A Sentinel Offender Services,LLC, é a empresa escolhida que faz os equipamentos de monitorização eletrónica usados pelo estado e agências governamentais, desde o Los Angeles County Probation Department até ao Massachusetts Office of the Commissioner of Probation, e que cobra diretamente os seus serviços aos arguidos, isentando assim os tribunais dos custos administrativos correspondentes.

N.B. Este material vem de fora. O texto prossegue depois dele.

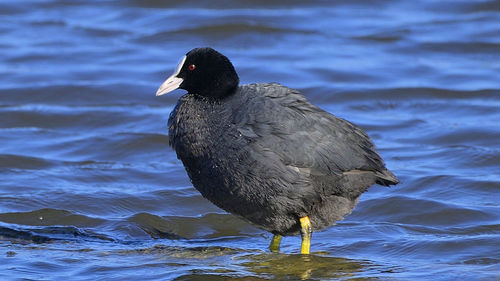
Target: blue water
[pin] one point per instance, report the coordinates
(90, 189)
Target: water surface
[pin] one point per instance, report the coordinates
(90, 189)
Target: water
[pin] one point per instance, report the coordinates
(90, 189)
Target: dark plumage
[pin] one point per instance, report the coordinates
(263, 152)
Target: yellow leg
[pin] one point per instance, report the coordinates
(275, 243)
(306, 233)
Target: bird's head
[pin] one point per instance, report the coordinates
(204, 72)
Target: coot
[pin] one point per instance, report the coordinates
(264, 153)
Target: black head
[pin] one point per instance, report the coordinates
(204, 72)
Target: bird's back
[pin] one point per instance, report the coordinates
(267, 148)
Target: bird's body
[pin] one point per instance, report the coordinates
(264, 153)
(269, 156)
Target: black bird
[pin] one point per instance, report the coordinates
(264, 153)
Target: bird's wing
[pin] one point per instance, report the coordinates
(279, 119)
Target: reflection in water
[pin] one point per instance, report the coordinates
(304, 267)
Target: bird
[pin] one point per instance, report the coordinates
(264, 153)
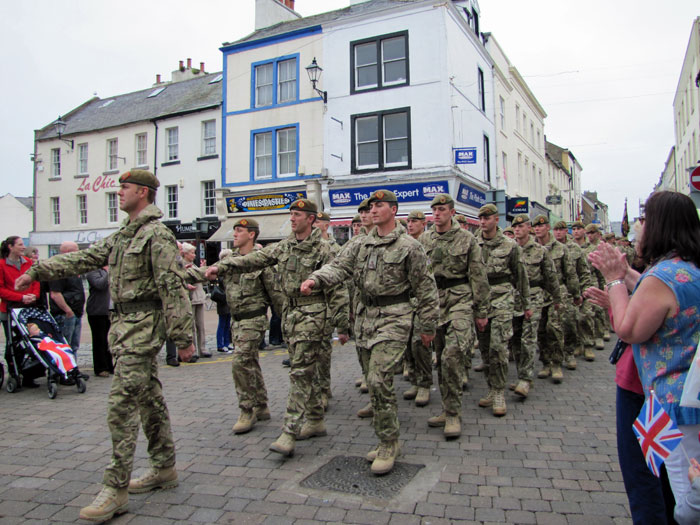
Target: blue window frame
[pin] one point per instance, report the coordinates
(275, 82)
(274, 153)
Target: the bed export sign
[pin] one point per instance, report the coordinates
(414, 192)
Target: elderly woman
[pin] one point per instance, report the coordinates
(661, 319)
(197, 296)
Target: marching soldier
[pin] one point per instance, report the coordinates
(463, 289)
(146, 283)
(388, 266)
(417, 357)
(304, 318)
(541, 277)
(575, 340)
(551, 333)
(505, 272)
(248, 296)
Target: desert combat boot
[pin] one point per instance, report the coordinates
(153, 479)
(109, 502)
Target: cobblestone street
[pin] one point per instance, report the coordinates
(550, 460)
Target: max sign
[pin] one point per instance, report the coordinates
(102, 182)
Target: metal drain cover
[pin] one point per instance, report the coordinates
(351, 474)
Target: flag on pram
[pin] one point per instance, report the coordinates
(61, 354)
(656, 432)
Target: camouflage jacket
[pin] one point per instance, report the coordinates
(247, 292)
(506, 272)
(583, 269)
(565, 267)
(455, 254)
(393, 265)
(295, 261)
(541, 274)
(143, 266)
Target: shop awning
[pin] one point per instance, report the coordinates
(272, 227)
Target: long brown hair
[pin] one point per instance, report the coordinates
(671, 227)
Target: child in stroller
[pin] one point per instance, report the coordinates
(37, 344)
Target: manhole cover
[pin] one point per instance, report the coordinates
(351, 474)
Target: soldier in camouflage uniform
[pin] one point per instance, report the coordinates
(304, 318)
(417, 357)
(575, 342)
(146, 284)
(387, 266)
(323, 222)
(464, 293)
(248, 296)
(544, 287)
(600, 318)
(505, 272)
(551, 330)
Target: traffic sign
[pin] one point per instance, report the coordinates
(695, 179)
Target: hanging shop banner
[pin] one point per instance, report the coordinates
(471, 196)
(269, 201)
(517, 205)
(465, 155)
(415, 192)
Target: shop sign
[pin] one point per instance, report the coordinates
(470, 196)
(414, 192)
(267, 202)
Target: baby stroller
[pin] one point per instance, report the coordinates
(31, 354)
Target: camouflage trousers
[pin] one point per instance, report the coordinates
(524, 343)
(247, 375)
(382, 358)
(137, 394)
(453, 341)
(585, 323)
(418, 360)
(304, 398)
(572, 338)
(493, 344)
(323, 369)
(550, 337)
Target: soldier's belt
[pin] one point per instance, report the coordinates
(306, 300)
(137, 306)
(384, 300)
(493, 281)
(250, 314)
(447, 282)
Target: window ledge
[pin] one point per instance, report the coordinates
(207, 157)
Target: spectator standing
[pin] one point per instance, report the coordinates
(12, 265)
(67, 301)
(97, 309)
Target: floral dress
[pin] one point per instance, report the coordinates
(664, 360)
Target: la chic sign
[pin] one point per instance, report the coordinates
(102, 182)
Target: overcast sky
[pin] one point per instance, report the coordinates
(604, 71)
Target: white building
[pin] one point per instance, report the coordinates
(171, 128)
(16, 216)
(409, 89)
(521, 168)
(686, 105)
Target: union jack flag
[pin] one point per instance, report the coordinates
(656, 432)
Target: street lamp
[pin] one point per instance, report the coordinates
(60, 127)
(314, 71)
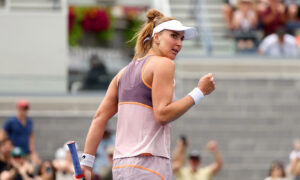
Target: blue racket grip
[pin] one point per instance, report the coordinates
(75, 160)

Num relatório de 2015 sobre a cidade de Fergusson, Missouri, o Departamento de Justiça dizia o seguinte:
“As práticas seguidas pelos serviços policiais e de justiça de Fergusson têm mais em vista a obtenção de receitas do que a segurança dos cidadãos. […] A enfâse nas receitas comprometeu todo o caráter institucional do departamento de polícia de Fergusson, contribuindo para um padrão inconstitucional do policiamento que arrastou consigo o tribunal municipal, originando procedimentos que levantam sérias dúvidas como provocam danos desnecessários aos membros da comunidade de Fergusson.”
Em Fergusson, os habitantes que se atrasassem no pagamento de multas tinham de pagar um adicional de $130 acrescido de uma nova multa de $50 pela emissão da nova multa, mais 56 cêntimos por cada milha que o oficial de polícia fosse obrigado a percorrer para a entregar. Uma vez presos, todos os que não conseguissem pagar as multas, eram mantidos detidos até à próxima sessão do tribunal, o que só acontecia três dias por mês. Quem ficasse preso teria ainda de pagar $30 a $60 por cada dia que ficasse na cadeia.

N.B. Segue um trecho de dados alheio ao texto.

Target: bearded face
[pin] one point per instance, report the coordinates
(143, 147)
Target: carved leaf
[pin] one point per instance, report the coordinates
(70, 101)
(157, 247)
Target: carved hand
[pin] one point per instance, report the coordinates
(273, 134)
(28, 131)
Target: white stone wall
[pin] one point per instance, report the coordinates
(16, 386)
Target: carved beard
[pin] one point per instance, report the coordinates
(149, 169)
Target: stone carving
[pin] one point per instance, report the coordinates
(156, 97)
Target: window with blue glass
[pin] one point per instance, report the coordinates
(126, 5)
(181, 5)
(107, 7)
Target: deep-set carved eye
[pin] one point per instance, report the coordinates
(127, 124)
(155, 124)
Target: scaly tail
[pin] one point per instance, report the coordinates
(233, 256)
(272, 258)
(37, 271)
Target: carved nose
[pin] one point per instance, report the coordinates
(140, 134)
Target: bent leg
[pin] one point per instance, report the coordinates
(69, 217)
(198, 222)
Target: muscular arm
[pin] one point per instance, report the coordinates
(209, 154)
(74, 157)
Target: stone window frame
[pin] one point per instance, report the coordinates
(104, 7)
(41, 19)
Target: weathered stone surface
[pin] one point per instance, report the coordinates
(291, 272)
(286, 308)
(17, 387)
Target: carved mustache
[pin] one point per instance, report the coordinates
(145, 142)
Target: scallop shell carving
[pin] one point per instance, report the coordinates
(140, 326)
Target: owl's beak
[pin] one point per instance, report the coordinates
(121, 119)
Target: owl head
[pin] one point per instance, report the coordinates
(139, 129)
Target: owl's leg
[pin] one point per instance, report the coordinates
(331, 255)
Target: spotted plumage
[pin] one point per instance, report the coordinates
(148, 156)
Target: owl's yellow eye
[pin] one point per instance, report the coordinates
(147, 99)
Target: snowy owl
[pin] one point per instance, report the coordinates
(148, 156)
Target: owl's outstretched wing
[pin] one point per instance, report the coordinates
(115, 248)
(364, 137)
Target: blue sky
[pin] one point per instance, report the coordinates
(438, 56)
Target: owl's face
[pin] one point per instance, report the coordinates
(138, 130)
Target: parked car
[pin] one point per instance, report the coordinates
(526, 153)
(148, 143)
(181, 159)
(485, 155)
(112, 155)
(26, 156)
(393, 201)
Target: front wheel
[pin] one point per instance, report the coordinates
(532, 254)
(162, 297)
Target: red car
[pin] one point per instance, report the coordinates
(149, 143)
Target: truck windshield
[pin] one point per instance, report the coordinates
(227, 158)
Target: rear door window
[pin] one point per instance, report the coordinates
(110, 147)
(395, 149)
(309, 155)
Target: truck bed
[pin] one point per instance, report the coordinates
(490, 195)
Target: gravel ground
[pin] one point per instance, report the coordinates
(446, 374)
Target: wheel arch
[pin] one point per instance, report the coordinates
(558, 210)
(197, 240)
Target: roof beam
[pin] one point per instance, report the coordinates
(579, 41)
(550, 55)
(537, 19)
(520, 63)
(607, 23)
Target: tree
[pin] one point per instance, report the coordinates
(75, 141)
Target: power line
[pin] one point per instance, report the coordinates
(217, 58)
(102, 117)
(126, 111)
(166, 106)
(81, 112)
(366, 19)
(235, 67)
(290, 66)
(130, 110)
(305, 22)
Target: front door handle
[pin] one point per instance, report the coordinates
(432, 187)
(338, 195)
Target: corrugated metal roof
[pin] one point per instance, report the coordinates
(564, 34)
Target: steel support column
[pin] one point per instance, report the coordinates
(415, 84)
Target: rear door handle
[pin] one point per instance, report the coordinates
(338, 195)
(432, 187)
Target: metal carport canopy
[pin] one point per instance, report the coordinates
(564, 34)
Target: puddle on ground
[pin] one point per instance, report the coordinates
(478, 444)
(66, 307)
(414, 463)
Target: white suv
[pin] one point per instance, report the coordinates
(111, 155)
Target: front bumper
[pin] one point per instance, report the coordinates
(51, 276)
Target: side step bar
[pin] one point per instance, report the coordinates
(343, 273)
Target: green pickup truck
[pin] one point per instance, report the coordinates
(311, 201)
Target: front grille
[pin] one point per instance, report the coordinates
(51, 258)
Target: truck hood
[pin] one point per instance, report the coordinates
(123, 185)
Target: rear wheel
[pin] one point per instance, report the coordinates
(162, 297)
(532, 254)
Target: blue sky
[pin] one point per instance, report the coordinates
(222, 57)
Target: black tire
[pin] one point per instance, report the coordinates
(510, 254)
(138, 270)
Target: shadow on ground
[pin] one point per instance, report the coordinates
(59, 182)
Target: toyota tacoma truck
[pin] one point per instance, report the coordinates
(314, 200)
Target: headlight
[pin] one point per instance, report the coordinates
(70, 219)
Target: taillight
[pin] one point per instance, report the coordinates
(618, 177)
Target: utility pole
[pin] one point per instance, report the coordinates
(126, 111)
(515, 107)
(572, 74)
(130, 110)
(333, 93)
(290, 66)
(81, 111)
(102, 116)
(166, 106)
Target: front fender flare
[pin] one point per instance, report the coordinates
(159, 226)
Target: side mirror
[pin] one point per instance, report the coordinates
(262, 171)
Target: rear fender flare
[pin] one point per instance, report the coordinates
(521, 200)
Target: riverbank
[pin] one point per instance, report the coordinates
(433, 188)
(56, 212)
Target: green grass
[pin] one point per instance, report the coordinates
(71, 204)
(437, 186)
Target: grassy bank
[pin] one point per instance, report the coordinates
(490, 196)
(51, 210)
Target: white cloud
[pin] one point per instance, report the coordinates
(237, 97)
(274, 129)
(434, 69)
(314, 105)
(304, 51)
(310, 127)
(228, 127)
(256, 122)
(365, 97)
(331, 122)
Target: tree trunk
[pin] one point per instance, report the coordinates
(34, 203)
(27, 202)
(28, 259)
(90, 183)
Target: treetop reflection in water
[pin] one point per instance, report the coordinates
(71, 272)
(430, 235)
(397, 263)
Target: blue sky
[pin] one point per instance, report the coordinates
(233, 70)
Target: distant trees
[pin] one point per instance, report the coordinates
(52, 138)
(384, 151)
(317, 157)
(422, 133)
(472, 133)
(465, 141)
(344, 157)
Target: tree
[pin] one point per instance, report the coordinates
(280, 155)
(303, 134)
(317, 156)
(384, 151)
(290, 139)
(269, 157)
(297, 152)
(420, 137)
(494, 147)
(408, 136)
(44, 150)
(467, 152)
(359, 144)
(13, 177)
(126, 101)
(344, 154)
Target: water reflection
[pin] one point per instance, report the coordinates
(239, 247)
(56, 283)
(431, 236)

Com uma população de 22.000 habitantes, só num ano foram emitidas 32.975 notificações de prisão por violações menores, ou seja, uma e meia por cada habitante. Era-se multado “por não se ter o cinto de segurança posto, mesmo estando estacionado”, “por prestar falsas declarações” como por exemplo dizer-se que se chamava “Zé” quando o verdadeiro nome era “José”, ou se fosses negro por “estar sentado em cima de um carro”.

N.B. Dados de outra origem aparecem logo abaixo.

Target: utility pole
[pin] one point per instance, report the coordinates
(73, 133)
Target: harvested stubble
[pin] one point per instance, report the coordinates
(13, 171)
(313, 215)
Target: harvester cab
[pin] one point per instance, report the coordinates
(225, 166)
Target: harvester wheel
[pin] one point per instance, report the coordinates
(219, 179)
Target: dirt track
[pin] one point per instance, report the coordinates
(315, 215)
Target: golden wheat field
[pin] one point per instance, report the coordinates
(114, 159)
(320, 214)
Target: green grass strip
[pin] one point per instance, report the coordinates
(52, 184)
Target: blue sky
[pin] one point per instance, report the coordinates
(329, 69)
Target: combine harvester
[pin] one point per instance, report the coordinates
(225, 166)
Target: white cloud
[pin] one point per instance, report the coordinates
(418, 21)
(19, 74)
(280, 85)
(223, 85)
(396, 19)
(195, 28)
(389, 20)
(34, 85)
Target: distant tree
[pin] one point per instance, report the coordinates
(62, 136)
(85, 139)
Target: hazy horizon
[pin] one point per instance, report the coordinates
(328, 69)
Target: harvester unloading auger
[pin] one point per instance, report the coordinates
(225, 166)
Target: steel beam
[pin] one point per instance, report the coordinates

Na pequena cidade de Pagedale, Missouri, os 3.300 habitantes “contribuíam” com $340.000 de multas para o orçamento da cidade, multas que vinham de violações como por exemplo, “não terem persianas nas casas”, “não terem cortinas idênticas e a condizerem” ou “terem relvados em locais não visíveis”.
Sistemas idênticos estão a espalhar-se por todos os EUA. Segundo um artigo da Harvard Law Review, algumas cidades cobram já um valor a quem quer que seja preso, independentemente de virem ou não a serem condenados. Outras cobram a quem for detido o custo pelas investigações policiais, pelas acusações, pelos serviços do defensor público, pelo júri e pelas pernoitas nas prisões. Outras, como Washington na Columbia, permitem que “certas violações do código de estrada e outras violações consideradas menores” possam ser pagas logo na altura ao agente de polícia, a fim de evitar “custos excessivos e demoras prolongadas”.
“Dinheiro de ladrão” era aquele quantitativo mínimo que cada um tinha de ter nos bolsos quando circulava pelas ruas de algumas cidades do Brasil, para no caso de ser assaltado, o que era frequente, entregar ao ladrão. Menos do que essa quantidade corria-se o risco de se ser violentado pelo ladrão. Claro que isso passava-se num país do terceiro mundo. Nos países do primeiro mundo tal anarquia não aconteceria porque existem regulamentos e normas sociais que definem quem pode roubar e quem não pode, quem será condenado se o fizer e quem não será, tendo sempre em vista e consideração o superior interesse da Nação ou a sanidade do sistema económico.
Se não nos fizessem estar tão ocupados a estar ocupados, todos deveríamos saber onde isto conduz.